Les effectifs ont diminué de 23 % en raison de la réforme portuaire. L’activité des personnels n’est pas suivie par un outil fiable et articulé avec l’outil de paye. Il conviendrait d’en mettre un en place, en particulier en raison de l’importance et du peu de maîtrise des primes liées aux heures supplémentaires et aux indemnités kilométriques. Les procédures de paye, le suivi par tableau de bord existent mais restent à renforcer et formaliser. Le suivi des transferts de personnels dans le cadre de la réforme portuaire a été approximatif et favorable aux opérateurs. Ce suivi n’est pas individualisé. La garantie de réintégration en cas de licenciement économique est de 24 ans. La prime de détachement de 18 000 € est la plus élevée versée par un port et n’a fait l’objet d’aucun remboursement, même partiel, en cas de retour. Une garantie d’inemploi, sans visibilité ni contrôle par le port, 9 a été mise en place pour les personnels détachés (9 M€ en 2009), et prolongée avec deux entreprises. Le transfert des 208 personnels, ainsi permis, a un coût important, probablement plus élevé que les 51 M€ affichés dans le bilan à la fin 2013, l’ensemble des mesures d’accompagnement social n’y étant pas pris en compte. Le sureffectif à résorber serait, selon le port, de 15 ETP (2 à 3 ETP par an jusqu’en 2021).

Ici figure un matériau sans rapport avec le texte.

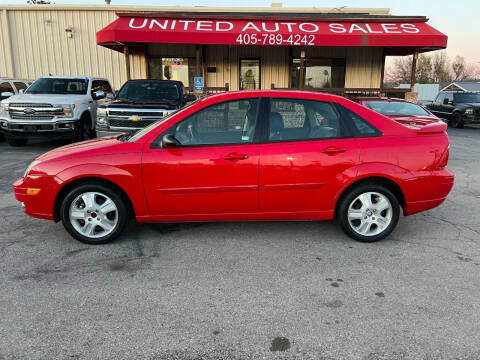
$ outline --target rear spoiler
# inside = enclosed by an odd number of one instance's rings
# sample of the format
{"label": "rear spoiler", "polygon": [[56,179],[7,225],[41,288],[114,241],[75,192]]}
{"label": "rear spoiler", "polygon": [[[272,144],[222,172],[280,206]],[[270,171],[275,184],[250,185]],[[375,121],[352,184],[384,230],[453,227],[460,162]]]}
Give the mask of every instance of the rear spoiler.
{"label": "rear spoiler", "polygon": [[417,130],[418,135],[431,135],[431,134],[441,134],[447,131],[447,124],[444,122],[435,122],[423,126]]}

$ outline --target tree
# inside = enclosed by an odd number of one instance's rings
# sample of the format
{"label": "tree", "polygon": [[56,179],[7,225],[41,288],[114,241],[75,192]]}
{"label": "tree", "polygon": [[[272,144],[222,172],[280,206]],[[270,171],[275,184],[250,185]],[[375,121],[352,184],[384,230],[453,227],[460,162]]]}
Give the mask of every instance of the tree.
{"label": "tree", "polygon": [[445,51],[439,51],[432,56],[432,82],[452,81],[449,71],[449,59]]}
{"label": "tree", "polygon": [[455,57],[455,60],[452,62],[453,80],[465,80],[466,70],[467,67],[465,65],[465,59],[463,56]]}
{"label": "tree", "polygon": [[52,2],[50,0],[27,0],[27,4],[30,5],[48,5],[51,4]]}
{"label": "tree", "polygon": [[422,54],[418,57],[415,79],[417,83],[428,84],[432,82],[432,59]]}

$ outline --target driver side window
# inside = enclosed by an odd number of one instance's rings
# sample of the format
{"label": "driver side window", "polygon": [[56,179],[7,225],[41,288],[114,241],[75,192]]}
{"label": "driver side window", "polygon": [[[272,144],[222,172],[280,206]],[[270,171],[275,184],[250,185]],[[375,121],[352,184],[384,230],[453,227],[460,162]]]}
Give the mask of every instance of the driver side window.
{"label": "driver side window", "polygon": [[173,135],[184,146],[252,143],[259,104],[255,98],[209,106],[175,125]]}

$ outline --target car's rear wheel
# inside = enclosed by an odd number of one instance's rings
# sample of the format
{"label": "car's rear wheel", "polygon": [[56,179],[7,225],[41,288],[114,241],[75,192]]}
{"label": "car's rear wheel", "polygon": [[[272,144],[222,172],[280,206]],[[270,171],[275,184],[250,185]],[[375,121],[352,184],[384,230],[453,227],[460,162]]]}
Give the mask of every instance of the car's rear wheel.
{"label": "car's rear wheel", "polygon": [[452,121],[450,122],[450,125],[453,128],[463,128],[464,123],[463,123],[462,114],[460,114],[460,113],[453,114]]}
{"label": "car's rear wheel", "polygon": [[112,242],[128,222],[128,208],[122,196],[96,183],[71,190],[62,202],[60,214],[70,235],[92,245]]}
{"label": "car's rear wheel", "polygon": [[7,142],[10,146],[15,146],[15,147],[18,147],[18,146],[25,146],[27,145],[27,139],[11,139],[11,138],[7,138]]}
{"label": "car's rear wheel", "polygon": [[379,184],[363,184],[342,196],[337,219],[352,239],[375,242],[386,238],[395,229],[400,205],[395,195]]}

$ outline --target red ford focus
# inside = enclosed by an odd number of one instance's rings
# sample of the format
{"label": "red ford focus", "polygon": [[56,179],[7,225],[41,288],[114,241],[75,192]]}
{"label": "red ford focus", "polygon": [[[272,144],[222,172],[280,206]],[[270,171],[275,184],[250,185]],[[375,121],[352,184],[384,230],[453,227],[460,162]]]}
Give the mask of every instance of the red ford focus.
{"label": "red ford focus", "polygon": [[328,220],[377,241],[453,186],[446,125],[402,124],[341,97],[212,95],[133,134],[52,150],[13,188],[28,215],[89,244],[138,222]]}

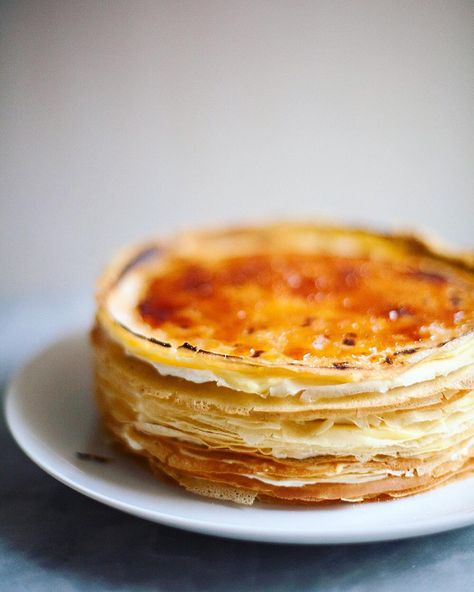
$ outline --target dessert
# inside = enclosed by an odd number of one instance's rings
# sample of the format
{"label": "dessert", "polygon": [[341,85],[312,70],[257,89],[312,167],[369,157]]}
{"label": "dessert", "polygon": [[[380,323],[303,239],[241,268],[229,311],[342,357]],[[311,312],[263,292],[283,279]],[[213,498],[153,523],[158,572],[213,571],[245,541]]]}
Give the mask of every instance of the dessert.
{"label": "dessert", "polygon": [[417,493],[474,469],[474,256],[275,224],[126,249],[92,332],[103,421],[251,504]]}

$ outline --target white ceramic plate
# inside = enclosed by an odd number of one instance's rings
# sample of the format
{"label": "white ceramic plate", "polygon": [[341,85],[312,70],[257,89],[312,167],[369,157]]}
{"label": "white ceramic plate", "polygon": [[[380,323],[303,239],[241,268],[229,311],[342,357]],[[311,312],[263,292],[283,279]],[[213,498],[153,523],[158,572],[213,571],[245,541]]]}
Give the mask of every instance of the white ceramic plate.
{"label": "white ceramic plate", "polygon": [[[21,448],[46,472],[119,510],[196,532],[274,543],[381,541],[474,523],[474,479],[406,499],[316,508],[240,507],[196,497],[160,482],[107,444],[90,374],[84,333],[54,343],[13,380],[7,421]],[[77,452],[112,460],[80,460]]]}

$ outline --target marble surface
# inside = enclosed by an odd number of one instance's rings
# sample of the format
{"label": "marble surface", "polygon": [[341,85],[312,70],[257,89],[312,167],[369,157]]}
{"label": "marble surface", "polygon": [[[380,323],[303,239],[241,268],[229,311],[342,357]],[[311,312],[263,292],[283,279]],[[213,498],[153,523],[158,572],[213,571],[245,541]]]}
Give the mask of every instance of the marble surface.
{"label": "marble surface", "polygon": [[[77,298],[0,303],[1,381],[32,350],[84,326]],[[7,347],[7,343],[9,344]],[[230,541],[158,526],[58,483],[0,423],[0,590],[453,592],[474,586],[474,527],[365,545]]]}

Une gestion des marchés conforme aux précédentes recommandations 
En matière de marchés publics, comme cela lui avait été recommandé par le précédent rapport de la Cour, le GPMH a centralisé et standardisé ses procédures. Il est l’un des grands ports maritimes les plus avancés dans la mise en œuvre de la professionnalisation de l’achat public préconisée par la circulaire du Premier ministre du 10 février 2012 relative à la professionnalisation des achats des établissements publics de l'État.

Recommandations :
Au grand port maritime du Havre : 
Recommandation n° 1 : Ne déplacer un opérateur d’un terminal à un autre sans recourir à une procédure ouverte que lorsque la possibilité de ce déplacement a été expressément mentionnée lors de la procédure d’attribution du premier des deux terminaux. 
Recommandation n° 2 : Mettre en place un dispositif de suivi de la valeur ajoutée du GIE HAROPA pour le port du Havre.

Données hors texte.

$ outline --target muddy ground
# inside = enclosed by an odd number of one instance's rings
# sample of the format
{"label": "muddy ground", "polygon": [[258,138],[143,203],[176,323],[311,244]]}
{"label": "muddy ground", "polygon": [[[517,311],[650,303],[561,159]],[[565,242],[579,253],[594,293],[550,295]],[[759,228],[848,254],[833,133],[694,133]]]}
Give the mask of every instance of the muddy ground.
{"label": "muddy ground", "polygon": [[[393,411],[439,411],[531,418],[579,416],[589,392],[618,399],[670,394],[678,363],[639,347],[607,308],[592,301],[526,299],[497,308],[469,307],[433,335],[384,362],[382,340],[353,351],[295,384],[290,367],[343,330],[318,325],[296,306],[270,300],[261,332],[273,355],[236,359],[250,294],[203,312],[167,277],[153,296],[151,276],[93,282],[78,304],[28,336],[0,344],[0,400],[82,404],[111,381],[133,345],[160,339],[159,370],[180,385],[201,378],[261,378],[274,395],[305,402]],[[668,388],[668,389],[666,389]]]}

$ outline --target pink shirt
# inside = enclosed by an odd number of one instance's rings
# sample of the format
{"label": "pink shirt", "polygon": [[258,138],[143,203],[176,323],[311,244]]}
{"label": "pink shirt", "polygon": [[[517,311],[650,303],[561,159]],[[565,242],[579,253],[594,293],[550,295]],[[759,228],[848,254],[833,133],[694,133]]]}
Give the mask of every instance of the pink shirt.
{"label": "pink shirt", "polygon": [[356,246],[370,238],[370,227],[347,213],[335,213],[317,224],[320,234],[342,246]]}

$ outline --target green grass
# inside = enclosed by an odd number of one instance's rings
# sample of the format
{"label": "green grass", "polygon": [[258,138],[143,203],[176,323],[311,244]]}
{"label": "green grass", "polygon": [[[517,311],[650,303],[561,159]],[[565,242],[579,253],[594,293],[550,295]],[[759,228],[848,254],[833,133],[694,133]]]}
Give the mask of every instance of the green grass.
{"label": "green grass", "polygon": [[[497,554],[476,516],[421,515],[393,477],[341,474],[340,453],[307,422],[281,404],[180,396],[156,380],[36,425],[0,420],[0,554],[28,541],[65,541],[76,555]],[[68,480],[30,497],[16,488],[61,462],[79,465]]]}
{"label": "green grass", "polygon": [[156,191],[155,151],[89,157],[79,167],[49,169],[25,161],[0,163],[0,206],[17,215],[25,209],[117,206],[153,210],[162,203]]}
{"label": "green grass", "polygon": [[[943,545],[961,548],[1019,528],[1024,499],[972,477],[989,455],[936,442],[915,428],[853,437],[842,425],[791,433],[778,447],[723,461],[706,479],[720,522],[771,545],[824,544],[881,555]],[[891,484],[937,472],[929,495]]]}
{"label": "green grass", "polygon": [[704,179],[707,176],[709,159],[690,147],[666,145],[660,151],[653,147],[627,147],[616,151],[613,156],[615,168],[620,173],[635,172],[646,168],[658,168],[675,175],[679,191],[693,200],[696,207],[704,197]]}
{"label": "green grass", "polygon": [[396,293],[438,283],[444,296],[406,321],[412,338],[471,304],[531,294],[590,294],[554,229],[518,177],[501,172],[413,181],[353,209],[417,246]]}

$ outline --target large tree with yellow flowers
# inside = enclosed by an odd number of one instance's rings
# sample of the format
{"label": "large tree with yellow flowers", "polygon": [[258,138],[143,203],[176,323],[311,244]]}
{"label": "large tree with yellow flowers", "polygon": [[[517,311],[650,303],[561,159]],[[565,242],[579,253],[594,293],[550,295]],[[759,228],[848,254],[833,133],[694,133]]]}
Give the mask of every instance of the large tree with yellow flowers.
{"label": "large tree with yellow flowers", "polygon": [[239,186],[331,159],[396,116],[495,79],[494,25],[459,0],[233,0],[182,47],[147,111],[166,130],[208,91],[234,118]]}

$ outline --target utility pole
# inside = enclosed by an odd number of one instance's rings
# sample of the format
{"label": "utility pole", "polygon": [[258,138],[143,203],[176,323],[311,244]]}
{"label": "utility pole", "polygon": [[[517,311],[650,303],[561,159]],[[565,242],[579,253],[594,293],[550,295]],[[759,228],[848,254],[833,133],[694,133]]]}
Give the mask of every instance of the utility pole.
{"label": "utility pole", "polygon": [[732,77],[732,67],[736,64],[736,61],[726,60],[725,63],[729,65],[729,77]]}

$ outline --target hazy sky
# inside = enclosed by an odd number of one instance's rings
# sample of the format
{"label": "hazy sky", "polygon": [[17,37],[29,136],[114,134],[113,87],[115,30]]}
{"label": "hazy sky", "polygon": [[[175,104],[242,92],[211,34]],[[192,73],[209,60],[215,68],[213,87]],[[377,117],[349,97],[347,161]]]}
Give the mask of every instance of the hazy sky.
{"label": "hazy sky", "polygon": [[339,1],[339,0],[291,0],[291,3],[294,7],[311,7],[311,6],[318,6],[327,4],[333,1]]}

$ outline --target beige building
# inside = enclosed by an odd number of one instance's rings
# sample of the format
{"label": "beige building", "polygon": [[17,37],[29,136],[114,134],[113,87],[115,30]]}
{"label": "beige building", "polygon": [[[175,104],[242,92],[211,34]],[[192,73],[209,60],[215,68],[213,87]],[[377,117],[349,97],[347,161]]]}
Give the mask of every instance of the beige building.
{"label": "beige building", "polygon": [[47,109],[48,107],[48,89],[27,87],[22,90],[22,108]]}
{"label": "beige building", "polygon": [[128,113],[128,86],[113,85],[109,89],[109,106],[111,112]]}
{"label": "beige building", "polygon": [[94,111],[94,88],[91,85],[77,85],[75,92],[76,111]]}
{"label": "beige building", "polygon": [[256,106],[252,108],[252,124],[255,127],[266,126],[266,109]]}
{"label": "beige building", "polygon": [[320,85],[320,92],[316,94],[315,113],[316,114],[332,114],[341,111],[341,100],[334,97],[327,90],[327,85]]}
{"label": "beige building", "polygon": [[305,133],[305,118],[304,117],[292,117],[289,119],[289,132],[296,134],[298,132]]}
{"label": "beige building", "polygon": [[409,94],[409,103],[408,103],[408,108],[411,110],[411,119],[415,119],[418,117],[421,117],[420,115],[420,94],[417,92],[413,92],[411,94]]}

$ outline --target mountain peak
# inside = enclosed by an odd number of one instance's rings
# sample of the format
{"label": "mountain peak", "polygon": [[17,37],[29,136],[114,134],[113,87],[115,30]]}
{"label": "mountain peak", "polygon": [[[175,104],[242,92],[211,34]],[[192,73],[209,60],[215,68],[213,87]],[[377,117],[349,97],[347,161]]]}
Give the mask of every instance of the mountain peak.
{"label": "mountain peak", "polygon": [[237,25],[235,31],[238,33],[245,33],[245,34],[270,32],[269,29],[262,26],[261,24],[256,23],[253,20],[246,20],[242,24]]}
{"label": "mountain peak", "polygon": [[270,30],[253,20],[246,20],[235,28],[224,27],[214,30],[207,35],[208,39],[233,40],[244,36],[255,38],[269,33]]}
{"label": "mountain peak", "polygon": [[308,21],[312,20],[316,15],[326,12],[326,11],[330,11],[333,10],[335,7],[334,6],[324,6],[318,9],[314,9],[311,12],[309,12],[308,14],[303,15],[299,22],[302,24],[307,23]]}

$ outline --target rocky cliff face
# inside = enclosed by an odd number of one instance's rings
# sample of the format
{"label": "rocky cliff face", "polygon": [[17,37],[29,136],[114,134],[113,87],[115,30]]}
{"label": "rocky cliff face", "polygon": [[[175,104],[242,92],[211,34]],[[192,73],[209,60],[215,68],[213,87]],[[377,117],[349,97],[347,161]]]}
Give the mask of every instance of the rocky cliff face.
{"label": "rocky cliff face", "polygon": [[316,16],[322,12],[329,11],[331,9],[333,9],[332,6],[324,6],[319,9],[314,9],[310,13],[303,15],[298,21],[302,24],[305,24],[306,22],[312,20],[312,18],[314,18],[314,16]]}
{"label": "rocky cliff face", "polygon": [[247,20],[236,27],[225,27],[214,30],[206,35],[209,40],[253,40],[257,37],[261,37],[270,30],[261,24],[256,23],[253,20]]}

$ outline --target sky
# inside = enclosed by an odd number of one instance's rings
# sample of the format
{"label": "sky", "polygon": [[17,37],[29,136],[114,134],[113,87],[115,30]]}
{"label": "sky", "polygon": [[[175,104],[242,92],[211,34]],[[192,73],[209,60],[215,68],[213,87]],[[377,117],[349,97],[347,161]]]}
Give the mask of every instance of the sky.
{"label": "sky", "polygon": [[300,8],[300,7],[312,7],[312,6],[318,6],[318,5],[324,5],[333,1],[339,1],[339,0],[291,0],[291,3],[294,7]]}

Recommandation n° 3 : Préciser dans tous les documents du port la définition de l’investissement à laquelle il a recours. 
Recommandation n° 4: Adapter le programme d’investissement du GPMH au niveau de sa capacité d’autofinancement et des subventions qu’il peut obtenir. 
Recommandation n° 5 : Adopter une note de doctrine de gestion domaniale sur le modèle de celle adoptée par Ports de Paris, et publier systématiquement les offres foncières et immobilières. 
Recommandation n° 6 : Mettre en place un outil de suivi du temps de travail fiable et articulé avec l’outil de paye. 
Recommandation n° 7 : Mettre en place des procédures de suivi des ressources humaines et formaliser les pratiques existantes de contrôle de la paye. 
Au ministère de l’écologie, du développement durable et de l’énergie : 
Recommandation n° 8: Recueillir les déclarations d’intérêt (article R. 102-4 du code des ports maritimes) et leurs actualisations selon les délais et critères prévus, ainsi que sous un format en permettant l’analyse.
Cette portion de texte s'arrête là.